The process is repeated until a satisfactory subset of features is found.
Techniques
Note: The number of features to be selected is a hyperparameter that needs to be chosen beforehand.
Forward Selection
Forward selection is an iterative method in which we start with having no feature in the model. In each iteration, we keep adding the feature which best improves our model till an addition of a new variable does not improve the performance of the model.
# install mlxtend library to use sequential feature selector API
pip install mlxtend
#importing the necessary libraries
from mlxtend.feature_selection import SequentialFeatureSelector as SFS
from sklearn.linear_model import LinearRegression
# Sequential Forward Selection(sfs)
sfs = SFS(LinearRegression(), # base model for feature selection FOR REGRESSION
k_features=11, # number of features to be selected;
forward=True, # False for backward
floating=False, # feature selection method
scoring = 'r2', # in this case, regression can be evaluated using R2
cv = 0)
Backward Elimination
In backward elimination, we start with all the features and removes the least significant feature at each iteration which improves the performance of the model. We repeat this until no improvement is observed on removal of features.
# install mlxtend library to use sequential feature selector API
pip install mlxtend
#importing the necessary libraries
from mlxtend.feature_selection import SequentialFeatureSelector as SFS
from sklearn.linear_model import LinearRegression
# Sequential Forward Selection(sfs)
sfs = SFS(LinearRegression(), # base model for selecting feature FOR REGRESSION
k_features=11, # number of features to be selected;
forward=False, # True for forward
floating=False, # feature selection method
scoring = 'r2', # in this case, regression can be evaluated using R2
cv = 0)
Recursive Feature Elimination
- See also: Finding Optimal n Using RFECV
This is a greedy optimization algorithm.
RFE works by recursively removing features from the original dataset and building a model using the remaining features.
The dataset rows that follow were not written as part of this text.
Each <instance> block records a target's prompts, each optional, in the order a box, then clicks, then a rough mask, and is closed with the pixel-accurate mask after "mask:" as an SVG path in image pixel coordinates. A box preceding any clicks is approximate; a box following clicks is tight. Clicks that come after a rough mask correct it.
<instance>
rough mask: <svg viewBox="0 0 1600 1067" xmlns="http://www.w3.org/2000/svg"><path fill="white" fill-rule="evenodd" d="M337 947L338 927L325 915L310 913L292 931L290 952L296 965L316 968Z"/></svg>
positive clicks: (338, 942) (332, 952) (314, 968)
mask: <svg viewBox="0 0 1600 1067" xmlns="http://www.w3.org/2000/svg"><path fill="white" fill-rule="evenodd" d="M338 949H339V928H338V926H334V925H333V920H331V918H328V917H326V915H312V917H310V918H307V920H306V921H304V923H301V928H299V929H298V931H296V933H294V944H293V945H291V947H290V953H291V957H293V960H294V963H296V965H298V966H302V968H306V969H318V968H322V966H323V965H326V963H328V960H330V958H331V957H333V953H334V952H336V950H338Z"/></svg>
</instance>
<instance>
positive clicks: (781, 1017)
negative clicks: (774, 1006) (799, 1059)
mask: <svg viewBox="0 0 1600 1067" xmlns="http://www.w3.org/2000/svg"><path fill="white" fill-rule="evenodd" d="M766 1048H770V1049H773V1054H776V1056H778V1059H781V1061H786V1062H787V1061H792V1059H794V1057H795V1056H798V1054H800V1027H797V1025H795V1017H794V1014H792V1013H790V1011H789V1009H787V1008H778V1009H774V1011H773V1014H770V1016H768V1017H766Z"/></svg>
The goal of RFE is to identify the most important features in the dataset by repeatedly removing the least important features until the desired number of features is reached.
In Python, you can use the RFE class from the sklearn.feature_selection module to perform RFE.
Example with logistic regression as the base model:
from sklearn.feature_selection import RFE
from sklearn.linear_model import LogisticRegression
Separate df into a feature matrix and target array:
features = df[['LIST OF FEATURES']]
X = features
y = df['target']
Implement RFE:
model = LogisticRegression() # create instance of the base model
rfe = rfe(model, n_features_to_select = VALUE) # where value is the number of IMPT features to select
Sample output:
Number of Features: 3
Selected Features: [ True False False False False True True False]
Feature Ranking: [1 2 3 5 6 1 1 4]
The top n number of features will be marked as 1 in the output.